Pour mieux imiter les caractéristiques du CPPC humain, l’équipe a créé et caractérisé un nouveau modèle de souris génétiquement modifié dépourvu de caspase-8. Avec ce nouveau modèle, l’équipe a observé que lorsque cette protéine manque, une réaction en chaîne inhabituelle se déclenche. "L'absence de caspase-8 conduit à un type de mort cellulaire inflammatoire appelée nécroptose, qui crée un environnement hostile et enflammé avant même la formation complète des tumeurs", explique von Karstedt.
Nous avons également été intrigués de découvrir que la nécroptose prétumorale peut réellement favoriser le cancer en conditionnant le système immunitaire.

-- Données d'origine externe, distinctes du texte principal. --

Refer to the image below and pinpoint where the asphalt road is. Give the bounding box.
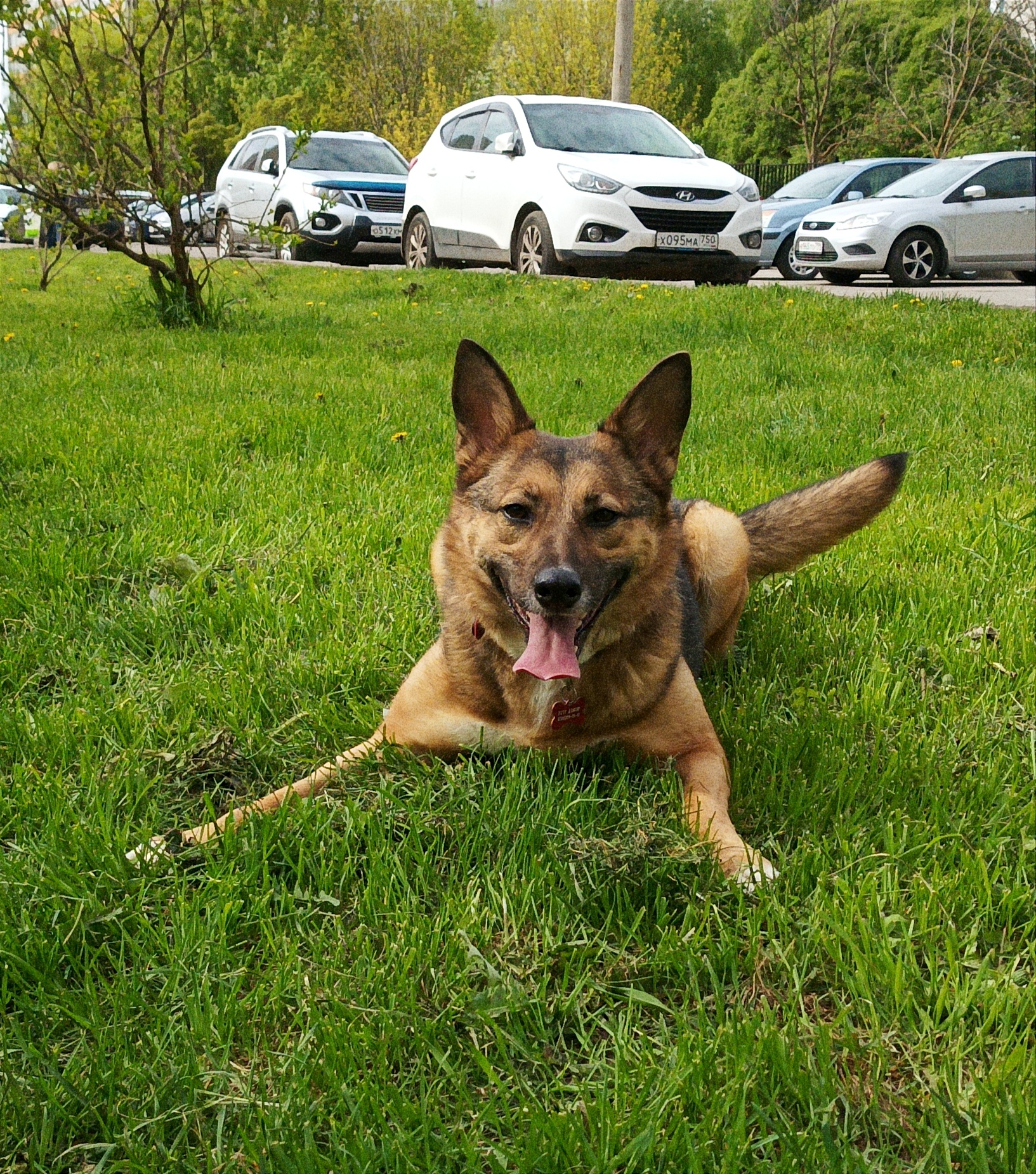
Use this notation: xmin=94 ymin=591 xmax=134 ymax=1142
xmin=0 ymin=242 xmax=1036 ymax=310
xmin=748 ymin=269 xmax=1036 ymax=310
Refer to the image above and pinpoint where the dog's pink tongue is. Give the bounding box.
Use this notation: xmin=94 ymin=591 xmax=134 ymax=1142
xmin=515 ymin=613 xmax=579 ymax=681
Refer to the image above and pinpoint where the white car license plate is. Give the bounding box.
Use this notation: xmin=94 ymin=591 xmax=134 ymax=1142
xmin=654 ymin=232 xmax=719 ymax=249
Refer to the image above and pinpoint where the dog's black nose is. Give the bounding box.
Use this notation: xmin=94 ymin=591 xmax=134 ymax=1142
xmin=532 ymin=567 xmax=582 ymax=611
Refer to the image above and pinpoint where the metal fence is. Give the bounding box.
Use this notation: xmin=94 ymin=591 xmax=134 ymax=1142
xmin=735 ymin=159 xmax=810 ymax=200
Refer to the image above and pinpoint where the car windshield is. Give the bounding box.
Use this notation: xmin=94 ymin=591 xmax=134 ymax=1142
xmin=521 ymin=102 xmax=702 ymax=159
xmin=284 ymin=135 xmax=407 ymax=175
xmin=767 ymin=163 xmax=853 ymax=200
xmin=880 ymin=159 xmax=977 ymax=200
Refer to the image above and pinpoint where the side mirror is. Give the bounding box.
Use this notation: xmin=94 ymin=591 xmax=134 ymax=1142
xmin=494 ymin=130 xmax=524 ymax=159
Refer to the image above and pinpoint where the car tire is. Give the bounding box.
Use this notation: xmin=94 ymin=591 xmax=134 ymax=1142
xmin=276 ymin=212 xmax=310 ymax=261
xmin=884 ymin=228 xmax=940 ymax=289
xmin=403 ymin=212 xmax=439 ymax=269
xmin=511 ymin=212 xmax=561 ymax=276
xmin=820 ymin=269 xmax=860 ymax=285
xmin=215 ymin=216 xmax=235 ymax=257
xmin=773 ymin=232 xmax=820 ymax=282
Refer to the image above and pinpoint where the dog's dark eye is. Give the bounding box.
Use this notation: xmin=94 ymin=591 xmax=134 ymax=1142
xmin=586 ymin=506 xmax=619 ymax=530
xmin=504 ymin=501 xmax=532 ymax=521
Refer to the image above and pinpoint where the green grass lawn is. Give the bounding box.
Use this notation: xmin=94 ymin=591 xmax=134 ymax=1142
xmin=0 ymin=250 xmax=1036 ymax=1174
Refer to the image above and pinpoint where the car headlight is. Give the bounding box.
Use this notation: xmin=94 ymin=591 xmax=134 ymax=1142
xmin=558 ymin=163 xmax=622 ymax=196
xmin=738 ymin=176 xmax=759 ymax=204
xmin=835 ymin=212 xmax=891 ymax=229
xmin=302 ymin=183 xmax=352 ymax=204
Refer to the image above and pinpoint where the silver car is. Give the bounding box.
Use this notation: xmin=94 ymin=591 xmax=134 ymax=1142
xmin=795 ymin=152 xmax=1036 ymax=287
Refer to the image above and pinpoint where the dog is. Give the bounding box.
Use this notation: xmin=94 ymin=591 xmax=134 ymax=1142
xmin=129 ymin=339 xmax=908 ymax=890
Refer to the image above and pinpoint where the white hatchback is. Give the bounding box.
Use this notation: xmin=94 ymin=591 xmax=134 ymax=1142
xmin=403 ymin=95 xmax=763 ymax=283
xmin=795 ymin=152 xmax=1036 ymax=287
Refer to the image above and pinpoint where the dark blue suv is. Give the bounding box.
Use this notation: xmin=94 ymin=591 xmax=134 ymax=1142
xmin=759 ymin=159 xmax=935 ymax=282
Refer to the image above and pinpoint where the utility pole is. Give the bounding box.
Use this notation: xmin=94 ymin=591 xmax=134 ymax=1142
xmin=612 ymin=0 xmax=633 ymax=102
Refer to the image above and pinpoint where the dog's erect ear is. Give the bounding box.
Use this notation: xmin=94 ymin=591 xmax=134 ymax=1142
xmin=454 ymin=338 xmax=535 ymax=480
xmin=600 ymin=351 xmax=691 ymax=491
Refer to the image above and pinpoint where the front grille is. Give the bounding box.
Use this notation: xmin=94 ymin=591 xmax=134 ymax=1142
xmin=363 ymin=192 xmax=403 ymax=212
xmin=795 ymin=240 xmax=839 ymax=264
xmin=636 ymin=188 xmax=730 ymax=204
xmin=629 ymin=208 xmax=734 ymax=232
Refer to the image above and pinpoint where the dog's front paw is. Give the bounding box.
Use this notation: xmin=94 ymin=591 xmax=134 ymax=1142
xmin=731 ymin=852 xmax=780 ymax=894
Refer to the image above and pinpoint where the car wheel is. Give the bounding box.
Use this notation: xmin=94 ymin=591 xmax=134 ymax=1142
xmin=403 ymin=212 xmax=439 ymax=269
xmin=773 ymin=232 xmax=820 ymax=282
xmin=820 ymin=269 xmax=860 ymax=285
xmin=216 ymin=216 xmax=233 ymax=257
xmin=513 ymin=212 xmax=561 ymax=275
xmin=884 ymin=228 xmax=938 ymax=287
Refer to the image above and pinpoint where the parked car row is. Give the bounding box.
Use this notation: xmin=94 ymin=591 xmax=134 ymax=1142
xmin=216 ymin=96 xmax=763 ymax=282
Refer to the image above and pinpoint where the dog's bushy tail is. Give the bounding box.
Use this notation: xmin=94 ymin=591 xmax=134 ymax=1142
xmin=741 ymin=452 xmax=909 ymax=579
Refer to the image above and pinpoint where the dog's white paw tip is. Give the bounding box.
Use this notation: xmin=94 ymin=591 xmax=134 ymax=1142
xmin=733 ymin=859 xmax=780 ymax=894
xmin=126 ymin=836 xmax=173 ymax=868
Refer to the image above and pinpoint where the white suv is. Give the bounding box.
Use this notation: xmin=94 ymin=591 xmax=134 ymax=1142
xmin=795 ymin=152 xmax=1036 ymax=287
xmin=216 ymin=127 xmax=407 ymax=262
xmin=403 ymin=95 xmax=763 ymax=283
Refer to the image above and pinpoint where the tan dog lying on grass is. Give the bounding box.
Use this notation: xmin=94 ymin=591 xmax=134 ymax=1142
xmin=129 ymin=339 xmax=907 ymax=887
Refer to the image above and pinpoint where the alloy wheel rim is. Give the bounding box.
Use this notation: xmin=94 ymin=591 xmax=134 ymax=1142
xmin=903 ymin=238 xmax=935 ymax=282
xmin=518 ymin=225 xmax=542 ymax=273
xmin=788 ymin=252 xmax=816 ymax=280
xmin=407 ymin=221 xmax=428 ymax=269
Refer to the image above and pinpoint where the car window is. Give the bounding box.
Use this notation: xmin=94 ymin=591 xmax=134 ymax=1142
xmin=521 ymin=102 xmax=702 ymax=159
xmin=450 ymin=110 xmax=485 ymax=150
xmin=968 ymin=159 xmax=1033 ymax=200
xmin=478 ymin=110 xmax=518 ymax=155
xmin=230 ymin=138 xmax=263 ymax=171
xmin=839 ymin=163 xmax=908 ymax=202
xmin=257 ymin=135 xmax=281 ymax=171
xmin=284 ymin=135 xmax=407 ymax=175
xmin=881 ymin=159 xmax=975 ymax=200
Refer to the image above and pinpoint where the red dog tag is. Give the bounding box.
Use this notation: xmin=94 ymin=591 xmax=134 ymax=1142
xmin=551 ymin=697 xmax=586 ymax=730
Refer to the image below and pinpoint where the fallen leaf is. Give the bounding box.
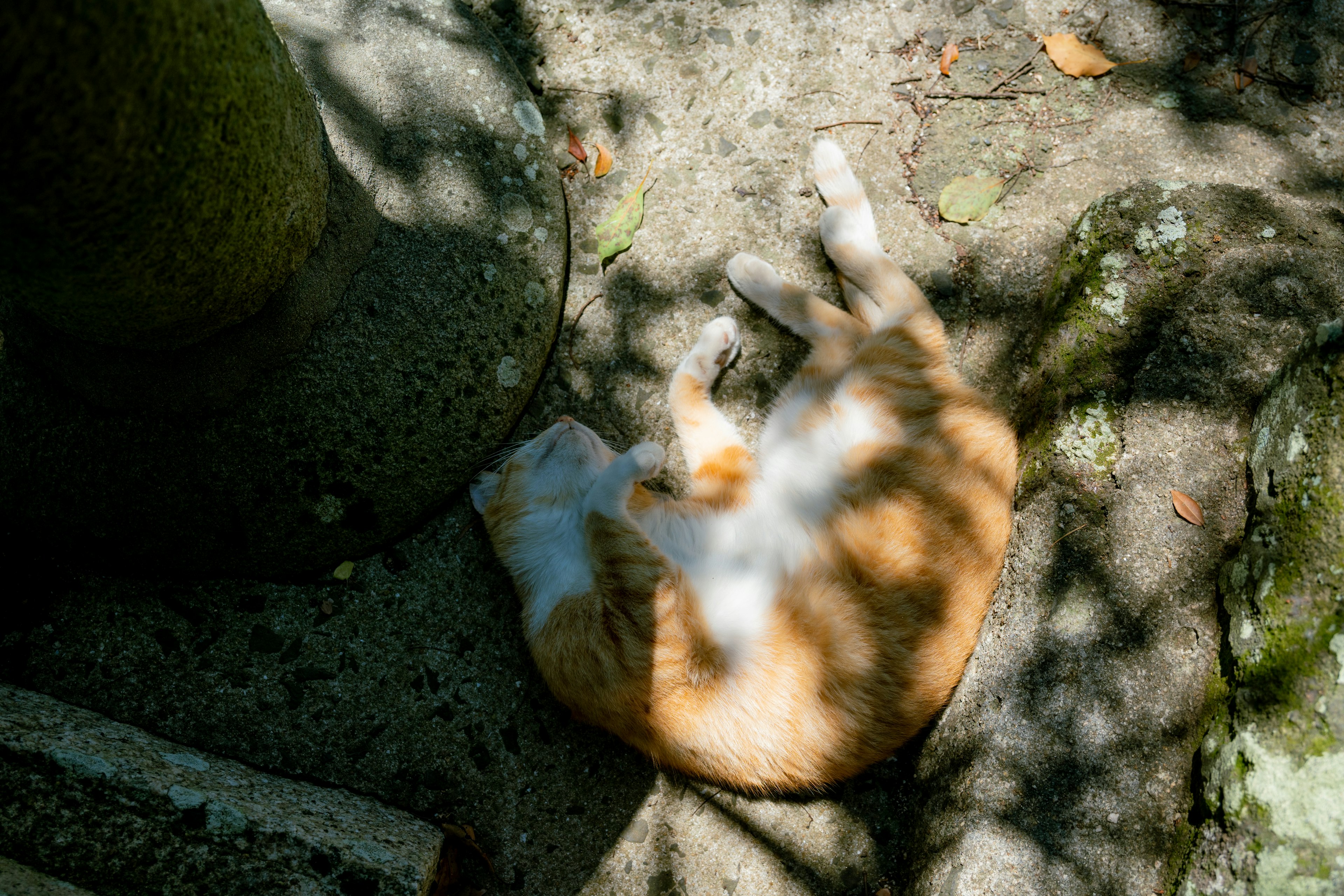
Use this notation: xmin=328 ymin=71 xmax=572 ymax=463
xmin=1232 ymin=56 xmax=1258 ymax=90
xmin=938 ymin=42 xmax=961 ymax=75
xmin=1172 ymin=489 xmax=1204 ymax=525
xmin=597 ymin=164 xmax=649 ymax=262
xmin=570 ymin=130 xmax=587 ymax=161
xmin=1044 ymin=34 xmax=1117 ymax=78
xmin=593 ymin=144 xmax=611 ymax=177
xmin=938 ymin=177 xmax=1004 ymax=224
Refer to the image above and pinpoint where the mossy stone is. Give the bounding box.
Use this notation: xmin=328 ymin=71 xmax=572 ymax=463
xmin=0 ymin=0 xmax=328 ymax=348
xmin=1013 ymin=180 xmax=1344 ymax=494
xmin=1185 ymin=329 xmax=1344 ymax=893
xmin=0 ymin=0 xmax=567 ymax=578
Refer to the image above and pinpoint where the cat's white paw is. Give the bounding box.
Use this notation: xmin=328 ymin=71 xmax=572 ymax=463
xmin=728 ymin=253 xmax=784 ymax=309
xmin=626 ymin=442 xmax=667 ymax=482
xmin=821 ymin=205 xmax=871 ymax=257
xmin=681 ymin=317 xmax=742 ymax=383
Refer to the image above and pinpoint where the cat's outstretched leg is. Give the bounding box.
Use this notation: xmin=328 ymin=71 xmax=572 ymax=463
xmin=728 ymin=253 xmax=868 ymax=378
xmin=812 ymin=140 xmax=933 ymax=329
xmin=668 ymin=317 xmax=755 ymax=502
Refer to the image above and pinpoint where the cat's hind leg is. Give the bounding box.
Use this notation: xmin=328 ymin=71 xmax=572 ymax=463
xmin=728 ymin=253 xmax=868 ymax=378
xmin=812 ymin=140 xmax=933 ymax=329
xmin=668 ymin=317 xmax=755 ymax=504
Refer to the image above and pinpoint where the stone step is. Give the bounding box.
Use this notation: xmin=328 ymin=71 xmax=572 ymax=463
xmin=0 ymin=856 xmax=93 ymax=896
xmin=0 ymin=685 xmax=442 ymax=896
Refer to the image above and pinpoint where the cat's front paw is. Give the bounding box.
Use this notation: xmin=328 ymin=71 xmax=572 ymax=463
xmin=626 ymin=442 xmax=667 ymax=482
xmin=681 ymin=317 xmax=742 ymax=383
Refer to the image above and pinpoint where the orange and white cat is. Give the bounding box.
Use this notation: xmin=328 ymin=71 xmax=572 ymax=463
xmin=472 ymin=140 xmax=1016 ymax=791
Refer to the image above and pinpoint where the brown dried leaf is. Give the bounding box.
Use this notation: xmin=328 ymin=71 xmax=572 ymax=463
xmin=1044 ymin=34 xmax=1115 ymax=78
xmin=938 ymin=40 xmax=961 ymax=75
xmin=1232 ymin=56 xmax=1258 ymax=90
xmin=593 ymin=144 xmax=611 ymax=177
xmin=570 ymin=130 xmax=587 ymax=161
xmin=1172 ymin=489 xmax=1204 ymax=525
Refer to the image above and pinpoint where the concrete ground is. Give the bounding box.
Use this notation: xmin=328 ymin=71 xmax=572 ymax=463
xmin=0 ymin=0 xmax=1344 ymax=896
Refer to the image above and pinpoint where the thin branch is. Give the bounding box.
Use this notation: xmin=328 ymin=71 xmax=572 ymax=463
xmin=1086 ymin=9 xmax=1110 ymax=43
xmin=813 ymin=120 xmax=882 ymax=130
xmin=570 ymin=293 xmax=602 ymax=367
xmin=785 ymin=90 xmax=848 ymax=99
xmin=976 ymin=117 xmax=1097 ymax=130
xmin=1050 ymin=523 xmax=1087 ymax=547
xmin=547 ymin=87 xmax=616 ymax=99
xmin=925 ymin=87 xmax=1048 ymax=99
xmin=853 ymin=126 xmax=882 ymax=168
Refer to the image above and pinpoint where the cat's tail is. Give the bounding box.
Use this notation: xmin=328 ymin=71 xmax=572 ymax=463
xmin=812 ymin=138 xmax=882 ymax=253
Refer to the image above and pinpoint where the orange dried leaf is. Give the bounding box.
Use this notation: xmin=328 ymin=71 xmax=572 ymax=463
xmin=1172 ymin=489 xmax=1204 ymax=525
xmin=1232 ymin=56 xmax=1258 ymax=90
xmin=938 ymin=42 xmax=961 ymax=75
xmin=593 ymin=144 xmax=611 ymax=177
xmin=1044 ymin=34 xmax=1115 ymax=78
xmin=570 ymin=130 xmax=587 ymax=161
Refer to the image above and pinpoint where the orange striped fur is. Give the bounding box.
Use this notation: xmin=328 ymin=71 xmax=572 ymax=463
xmin=472 ymin=141 xmax=1016 ymax=791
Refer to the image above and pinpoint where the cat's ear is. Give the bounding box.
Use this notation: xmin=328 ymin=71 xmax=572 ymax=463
xmin=472 ymin=473 xmax=500 ymax=513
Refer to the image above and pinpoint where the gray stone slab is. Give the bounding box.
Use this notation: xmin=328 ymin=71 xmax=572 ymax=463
xmin=0 ymin=856 xmax=93 ymax=896
xmin=0 ymin=686 xmax=442 ymax=896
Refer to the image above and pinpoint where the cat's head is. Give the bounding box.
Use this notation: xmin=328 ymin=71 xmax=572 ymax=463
xmin=472 ymin=416 xmax=616 ymax=525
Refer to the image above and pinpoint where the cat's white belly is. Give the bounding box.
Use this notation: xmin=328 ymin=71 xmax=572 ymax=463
xmin=641 ymin=387 xmax=892 ymax=665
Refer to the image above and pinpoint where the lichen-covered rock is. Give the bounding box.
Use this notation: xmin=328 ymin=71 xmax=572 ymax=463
xmin=0 ymin=685 xmax=442 ymax=896
xmin=1015 ymin=180 xmax=1344 ymax=493
xmin=896 ymin=183 xmax=1344 ymax=896
xmin=1184 ymin=328 xmax=1344 ymax=896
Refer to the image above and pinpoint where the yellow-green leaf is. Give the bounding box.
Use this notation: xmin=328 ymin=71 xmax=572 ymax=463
xmin=597 ymin=170 xmax=649 ymax=262
xmin=938 ymin=177 xmax=1004 ymax=224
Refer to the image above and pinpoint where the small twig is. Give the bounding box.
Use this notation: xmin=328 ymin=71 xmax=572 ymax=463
xmin=568 ymin=293 xmax=602 ymax=367
xmin=813 ymin=120 xmax=882 ymax=130
xmin=691 ymin=787 xmax=723 ymax=818
xmin=1050 ymin=523 xmax=1087 ymax=547
xmin=1237 ymin=66 xmax=1316 ymax=90
xmin=957 ymin=317 xmax=978 ymax=371
xmin=976 ymin=117 xmax=1097 ymax=130
xmin=785 ymin=90 xmax=845 ymax=99
xmin=925 ymin=87 xmax=1048 ymax=99
xmin=853 ymin=128 xmax=882 ymax=168
xmin=547 ymin=87 xmax=616 ymax=99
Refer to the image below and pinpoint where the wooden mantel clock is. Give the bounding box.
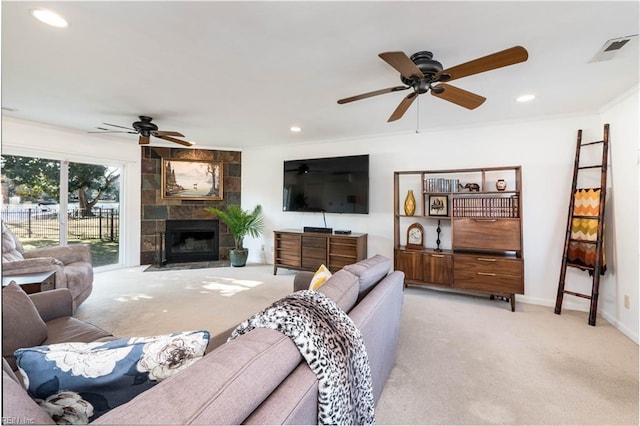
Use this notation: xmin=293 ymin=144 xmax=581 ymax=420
xmin=407 ymin=223 xmax=424 ymax=250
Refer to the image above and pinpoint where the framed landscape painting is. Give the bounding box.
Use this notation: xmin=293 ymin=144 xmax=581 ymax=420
xmin=162 ymin=158 xmax=223 ymax=200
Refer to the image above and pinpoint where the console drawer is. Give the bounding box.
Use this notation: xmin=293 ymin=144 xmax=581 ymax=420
xmin=453 ymin=254 xmax=524 ymax=294
xmin=452 ymin=217 xmax=522 ymax=251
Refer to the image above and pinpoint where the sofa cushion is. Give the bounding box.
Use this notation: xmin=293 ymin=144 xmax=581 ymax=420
xmin=2 ymin=282 xmax=47 ymax=370
xmin=318 ymin=269 xmax=358 ymax=312
xmin=16 ymin=331 xmax=209 ymax=420
xmin=309 ymin=265 xmax=331 ymax=291
xmin=96 ymin=328 xmax=304 ymax=425
xmin=2 ymin=223 xmax=24 ymax=262
xmin=41 ymin=317 xmax=115 ymax=345
xmin=344 ymin=254 xmax=391 ymax=301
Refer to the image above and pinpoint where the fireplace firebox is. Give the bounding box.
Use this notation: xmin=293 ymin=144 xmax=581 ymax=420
xmin=165 ymin=219 xmax=220 ymax=263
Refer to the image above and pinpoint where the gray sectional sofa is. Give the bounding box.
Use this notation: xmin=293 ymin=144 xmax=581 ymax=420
xmin=2 ymin=255 xmax=404 ymax=424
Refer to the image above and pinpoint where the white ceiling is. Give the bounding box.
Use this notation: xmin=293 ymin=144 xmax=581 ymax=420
xmin=2 ymin=1 xmax=640 ymax=149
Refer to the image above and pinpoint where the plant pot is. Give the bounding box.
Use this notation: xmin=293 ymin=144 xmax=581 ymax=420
xmin=404 ymin=189 xmax=416 ymax=216
xmin=229 ymin=249 xmax=249 ymax=267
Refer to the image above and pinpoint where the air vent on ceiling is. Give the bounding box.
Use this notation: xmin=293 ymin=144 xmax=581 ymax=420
xmin=589 ymin=34 xmax=638 ymax=62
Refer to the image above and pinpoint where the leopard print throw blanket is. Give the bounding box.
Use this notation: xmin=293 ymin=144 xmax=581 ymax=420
xmin=228 ymin=290 xmax=375 ymax=425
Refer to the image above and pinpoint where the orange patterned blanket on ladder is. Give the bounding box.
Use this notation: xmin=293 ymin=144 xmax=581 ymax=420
xmin=568 ymin=188 xmax=607 ymax=275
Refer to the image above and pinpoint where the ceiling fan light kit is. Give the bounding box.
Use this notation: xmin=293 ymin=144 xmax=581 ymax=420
xmin=338 ymin=46 xmax=529 ymax=122
xmin=89 ymin=115 xmax=193 ymax=146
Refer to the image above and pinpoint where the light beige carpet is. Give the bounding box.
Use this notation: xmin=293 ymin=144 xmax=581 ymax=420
xmin=77 ymin=265 xmax=638 ymax=425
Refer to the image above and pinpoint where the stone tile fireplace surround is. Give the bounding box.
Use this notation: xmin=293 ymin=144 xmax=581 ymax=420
xmin=140 ymin=146 xmax=242 ymax=265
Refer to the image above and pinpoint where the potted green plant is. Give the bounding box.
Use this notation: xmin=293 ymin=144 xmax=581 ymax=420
xmin=205 ymin=204 xmax=264 ymax=266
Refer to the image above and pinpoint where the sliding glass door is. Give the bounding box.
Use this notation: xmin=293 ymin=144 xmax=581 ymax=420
xmin=1 ymin=155 xmax=120 ymax=266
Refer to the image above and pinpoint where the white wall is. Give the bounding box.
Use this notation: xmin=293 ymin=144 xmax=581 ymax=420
xmin=242 ymin=88 xmax=639 ymax=342
xmin=2 ymin=117 xmax=141 ymax=266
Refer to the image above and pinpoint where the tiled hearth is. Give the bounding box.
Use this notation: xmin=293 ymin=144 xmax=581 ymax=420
xmin=140 ymin=146 xmax=242 ymax=265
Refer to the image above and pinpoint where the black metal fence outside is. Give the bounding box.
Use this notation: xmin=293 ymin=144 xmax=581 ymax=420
xmin=0 ymin=207 xmax=120 ymax=242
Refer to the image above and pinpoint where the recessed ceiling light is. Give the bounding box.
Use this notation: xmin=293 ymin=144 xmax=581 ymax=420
xmin=516 ymin=95 xmax=536 ymax=102
xmin=31 ymin=9 xmax=69 ymax=28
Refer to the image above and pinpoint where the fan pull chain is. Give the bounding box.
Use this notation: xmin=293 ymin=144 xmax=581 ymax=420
xmin=416 ymin=95 xmax=420 ymax=133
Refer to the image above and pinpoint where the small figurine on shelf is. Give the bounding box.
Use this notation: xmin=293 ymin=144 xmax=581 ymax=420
xmin=434 ymin=220 xmax=442 ymax=252
xmin=459 ymin=183 xmax=480 ymax=192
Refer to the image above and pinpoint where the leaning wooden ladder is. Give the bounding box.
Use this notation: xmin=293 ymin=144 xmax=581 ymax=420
xmin=555 ymin=124 xmax=609 ymax=326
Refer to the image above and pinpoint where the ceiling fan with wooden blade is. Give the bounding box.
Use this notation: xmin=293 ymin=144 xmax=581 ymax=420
xmin=338 ymin=46 xmax=529 ymax=122
xmin=89 ymin=115 xmax=193 ymax=146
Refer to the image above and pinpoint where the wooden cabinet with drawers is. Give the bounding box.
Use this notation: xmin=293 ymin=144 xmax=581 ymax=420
xmin=273 ymin=229 xmax=367 ymax=275
xmin=394 ymin=166 xmax=524 ymax=310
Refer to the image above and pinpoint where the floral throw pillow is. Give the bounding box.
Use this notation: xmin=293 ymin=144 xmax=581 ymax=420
xmin=15 ymin=330 xmax=210 ymax=424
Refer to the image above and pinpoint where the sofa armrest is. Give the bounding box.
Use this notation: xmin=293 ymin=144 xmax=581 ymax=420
xmin=29 ymin=288 xmax=73 ymax=322
xmin=22 ymin=244 xmax=91 ymax=265
xmin=293 ymin=271 xmax=314 ymax=291
xmin=2 ymin=257 xmax=61 ymax=275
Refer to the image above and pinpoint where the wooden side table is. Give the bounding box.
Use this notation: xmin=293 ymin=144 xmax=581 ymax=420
xmin=2 ymin=271 xmax=56 ymax=294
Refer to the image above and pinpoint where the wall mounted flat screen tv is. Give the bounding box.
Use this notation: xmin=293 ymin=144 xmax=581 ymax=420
xmin=282 ymin=155 xmax=369 ymax=214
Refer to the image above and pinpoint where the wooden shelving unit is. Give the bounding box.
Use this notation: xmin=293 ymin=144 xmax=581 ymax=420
xmin=394 ymin=166 xmax=524 ymax=310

Dr Silvia von Karstedt, Université de Cologne
L'inflammation crée un environnement dans lequel la réponse immunitaire du corps au cancer est supprimée, empêchant les cellules immunitaires d'attaquer des menaces telles que les cellules cancéreuses. Cela peut à son tour favoriser les métastases tumorales. Étonnamment, les chercheurs ont observé que cette inflammation amène également les cellules cancéreuses à se comporter davantage comme des cellules immatures de type neurone, une condition qui facilite leur propagation et est associée à une rechute.
Bien qu’on ne sache pas encore si une inflammation prétumorale similaire se produit également chez les patients humains, ces travaux identifient un mécanisme qui contribue à l’agressivité des patients et à la rechute du CPPC et pourrait être utilisé comme une opportunité pour améliorer l’efficacité des thérapies futures et des méthodes de diagnostic à un stade précoce.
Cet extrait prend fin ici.